Il 12 gennaio 1838 presentò per la prima volta al vescovo di Rimini un piano in cui proponeva di regolarizzare il nuovo Istituto, stabilendo la casa principale in Coriano. L’approvazione canonica dell’Istituto, con il nome si­gnificativo e programmatico di Maestre Pie dell’Addolorata, giunse il 26 agosto 1839, dopo vari rinvii da parte del vescovo, che la Beata affrontò con spirito di fede e tenacia. 11 29 agosto 1839, nella chie­sa parrocchiale di Coriano, alla presenza di autorità e popolo, lo stesso ve­scovo consegnò alla Renzi e alle dieci sue compagne l’abito religioso.

L’istituto cominciò a crescere e a diffondersi. Nella guida delle sue Religiose Maestre Pie dell’Addolorata la Renzi si distinse sempre come una perso­na di non comune intelligenza e di spiccata forza di volontà. Alla base del suo zelo stava la convinzione profonda che, per aiutare le anime a conoscere Dio, occorre un costante studio della dottrina cristiana e perciò ripeteva: « Per il catechismo non c’é mai vacanza ». Nell’ultimo ventennio della sua vita il suo impegno fu tutto improntato alla formazione delle sue consorelle e al consolidamento e all’espansione dell’istituto, poiché l’arrivo di numerose vocazioni rese possibile l’apertura di nuove case. Allo stesso tempo insisteva perché l’educazione delle ragazze riguardasse la persona integrale, sviluppan­do in loro quelle capacità d’intelligenza e di pietà di cui erano dotate.

Nel 1845 si decise a scrivere un testo originale per le giovani alunne della scuola di Coriano, che nel 1850 venne modificato sulla traccia delle regole, che papa Clemente XIII aveva fissato per tutte le organizzazioni di « Maestre Pie ».

Avuto il presentimento dell’avvicinarsi della morte, il 14 agosto 1859 fece testamento a favore dell’istituto e predispose ogni cosa per il meglio.
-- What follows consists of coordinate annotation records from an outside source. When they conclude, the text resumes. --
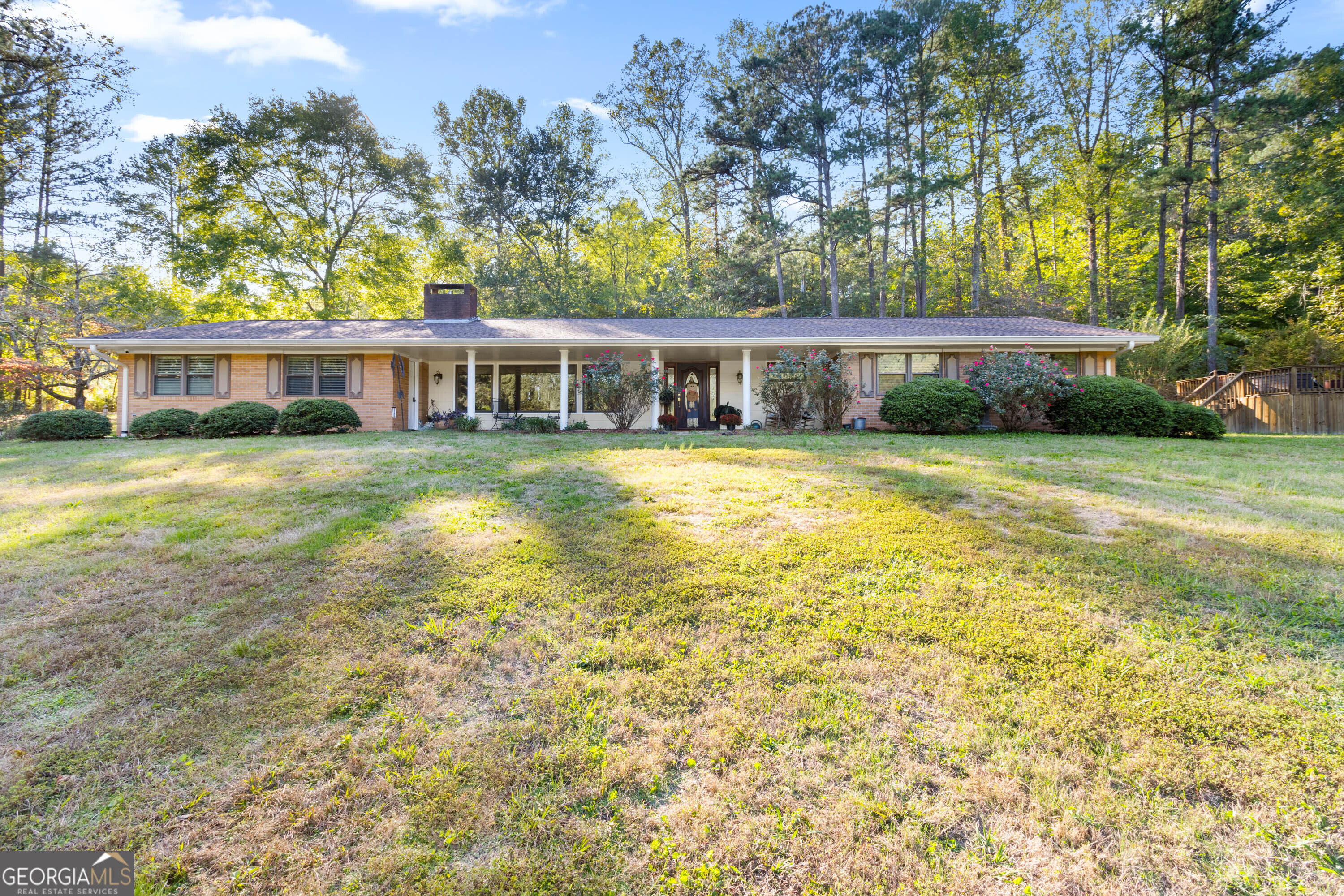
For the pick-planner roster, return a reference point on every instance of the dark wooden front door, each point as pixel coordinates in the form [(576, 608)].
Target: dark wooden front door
[(695, 397)]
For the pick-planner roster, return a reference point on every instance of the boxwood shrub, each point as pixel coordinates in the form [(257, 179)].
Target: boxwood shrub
[(932, 405), (164, 424), (56, 426), (1194, 422), (237, 418), (1112, 406), (314, 416)]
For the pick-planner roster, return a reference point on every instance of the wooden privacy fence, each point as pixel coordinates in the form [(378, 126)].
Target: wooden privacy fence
[(1283, 400)]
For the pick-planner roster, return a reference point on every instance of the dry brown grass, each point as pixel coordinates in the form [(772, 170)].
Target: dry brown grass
[(439, 663)]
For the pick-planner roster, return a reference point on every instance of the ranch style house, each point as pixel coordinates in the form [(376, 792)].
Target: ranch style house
[(397, 373)]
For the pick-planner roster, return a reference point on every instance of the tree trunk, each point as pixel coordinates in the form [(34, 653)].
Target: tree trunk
[(1214, 177), (1183, 236), (1092, 267)]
Si ad­dormentò nel Signore in Coriano, dopo aver pronunziato tre volte le parole: « Io vedo… Io vedo… Io vedo ».

La salma fu sepolta sotto il pavimento della Cappella di Coriano e nel 1896 fu riesumata e collocata nell’interno stesso della Cappella.

Il 18 giugno 1989, Elisabetta Renzi è stata beatificata da Papa Giovanni Paolo II.